A softly spoken voice for a new university that doesn’t seek allude to any bogus trappings of tradition, instead preferring to use a more abstract ‘modern’ device. The problem is that curved shapes chosen aren’t very interesting or intriguing. The curves seem to echo the shapes present in the text, but never really rise above decoration. The typeface is pleasantly open and clean, looking like Optima, but in the arrangement and the rather insipid colours mean that overall the logo is crying out for a bit more.
The font seems to be Standard CT Extra Bold. It’s a chunky Helvetica lookalike, that is pretty compressed and solid.
The overall effect is a very confident,perhaps strident exclamation of the University, it’s location and it’s name. Such a dense block of type is offset a little by the stylised heraldic lion, taken from the coat of arms of Simon de Montfont. The choice of an all uppercase treatment also neatly sidesteps any confusion about the proper capitalisation of de Montfort.
Ultimately, the overall effect is of a no-nonsense and confident approach, eschewing more restrained and traditional approaches.

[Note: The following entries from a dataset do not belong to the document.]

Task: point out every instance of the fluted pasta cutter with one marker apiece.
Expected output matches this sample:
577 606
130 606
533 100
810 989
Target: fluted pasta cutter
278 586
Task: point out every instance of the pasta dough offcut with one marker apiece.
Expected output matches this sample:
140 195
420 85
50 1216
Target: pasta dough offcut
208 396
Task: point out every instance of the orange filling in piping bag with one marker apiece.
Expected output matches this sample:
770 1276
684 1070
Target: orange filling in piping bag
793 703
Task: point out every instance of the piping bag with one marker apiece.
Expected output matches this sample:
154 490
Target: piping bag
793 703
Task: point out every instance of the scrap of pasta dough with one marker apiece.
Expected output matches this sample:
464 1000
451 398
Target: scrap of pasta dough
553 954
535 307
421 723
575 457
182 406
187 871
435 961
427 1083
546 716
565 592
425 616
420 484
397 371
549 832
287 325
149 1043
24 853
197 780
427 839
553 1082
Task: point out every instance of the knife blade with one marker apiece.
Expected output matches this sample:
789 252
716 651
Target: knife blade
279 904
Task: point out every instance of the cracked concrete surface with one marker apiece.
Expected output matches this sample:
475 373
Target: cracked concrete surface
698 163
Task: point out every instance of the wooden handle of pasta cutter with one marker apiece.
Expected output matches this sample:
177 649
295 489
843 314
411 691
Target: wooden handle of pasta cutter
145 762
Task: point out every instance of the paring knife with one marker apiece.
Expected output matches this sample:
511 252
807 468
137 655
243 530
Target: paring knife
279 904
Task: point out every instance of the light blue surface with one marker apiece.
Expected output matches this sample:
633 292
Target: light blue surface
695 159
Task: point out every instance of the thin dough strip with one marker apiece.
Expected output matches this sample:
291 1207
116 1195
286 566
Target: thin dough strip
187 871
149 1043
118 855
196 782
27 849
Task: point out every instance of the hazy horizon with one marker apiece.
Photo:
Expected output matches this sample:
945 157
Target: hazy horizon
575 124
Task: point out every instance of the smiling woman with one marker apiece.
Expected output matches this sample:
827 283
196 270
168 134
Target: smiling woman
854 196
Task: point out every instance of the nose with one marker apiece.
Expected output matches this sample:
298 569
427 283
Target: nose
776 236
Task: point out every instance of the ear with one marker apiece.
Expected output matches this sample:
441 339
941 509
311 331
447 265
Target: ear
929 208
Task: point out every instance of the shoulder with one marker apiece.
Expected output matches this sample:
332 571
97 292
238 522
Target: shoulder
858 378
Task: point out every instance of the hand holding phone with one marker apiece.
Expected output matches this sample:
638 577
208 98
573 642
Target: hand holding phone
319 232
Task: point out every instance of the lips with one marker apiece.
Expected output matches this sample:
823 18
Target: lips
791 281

The leaves and bud (or is it an acorn?) – I’m no expert on trees – in two tones of green are arranged to slightly suggest of a letter Y, but not too obviously so. Combined with the thin and even sans serif the overall feel is perhaps a little generic medical. The letter ‘r’s have some pretty distinctive shoulders (I think that’s what they are called) and no dots over the ‘i’s is unusual.
The combination of the differing word order systems of English and Welsh is used to create a word-mark with top – bottom symmetry. Both languages are rendered in a typeface that seems to be a combination inscriptional/sans-serif, that also manages to suggest calligraphy. The subtle curves on the strokes and the different sizes of the letters create a craft-like effect that seems to be a nod to the celtic roots of Wales, similar in feel to that used on the Wales Millenium Centre The simple placement of rectangles above each other, in effect combines two logos, and they are brought together by the muted red.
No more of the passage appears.